Within infant nutrition, Mead Johnson operates in a structurally complex category. Birth rates in some major markets are slowing, but premiumisation and demand for speciality formulas such as Nutramigen for cows’ milk allergy support continued mix improvement. According to Reckitt’s 2025 disclosures, the US business has returned to more normalised trading following the 2024 tornado disruption.
Competitive intensity, retailer power and the rise of private label remain ongoing pressures across consumer health and hygiene. Innovation pipelines, Marketing investment and Supply chain resilience are key competitive battlegrounds. Currency movements, regulatory changes in markets like China and shifting consumer behaviour also affect the outlook.
Risks to watch
Litigation and Regulatory Risk associated with Mead Johnson’s US infant formula business has been a recurring feature of the Reckitt story. While the company has worked through significant phases of this issue, ongoing or new claims could continue to affect sentiment. Investors are watching how the legal landscape evolves and how it interacts with broader US product Liability trends.
Other risks include the execution of the Powerbrands strategy, the performance of retained brands in OTC health and hygiene, currency translation effects on a multinational business, and competitive pressures from large multinationals and local challengers.

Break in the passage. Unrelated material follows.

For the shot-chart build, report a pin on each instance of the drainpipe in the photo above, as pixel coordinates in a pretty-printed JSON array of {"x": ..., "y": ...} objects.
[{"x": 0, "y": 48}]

According to the company, FY 2025 results were ahead of guidance, but consumer markets remain volatile and softer demand conditions in some categories could affect future growth.
Capital allocation is another area to watch. Following the Essential Home sale and the planned special dividend, investors are looking at how Reckitt allocates remaining capital between organic investment, ongoing Buybacks, the ordinary dividend, deleveraging and any potential portfolio moves involving Mead Johnson. As always, future outcomes are uncertain.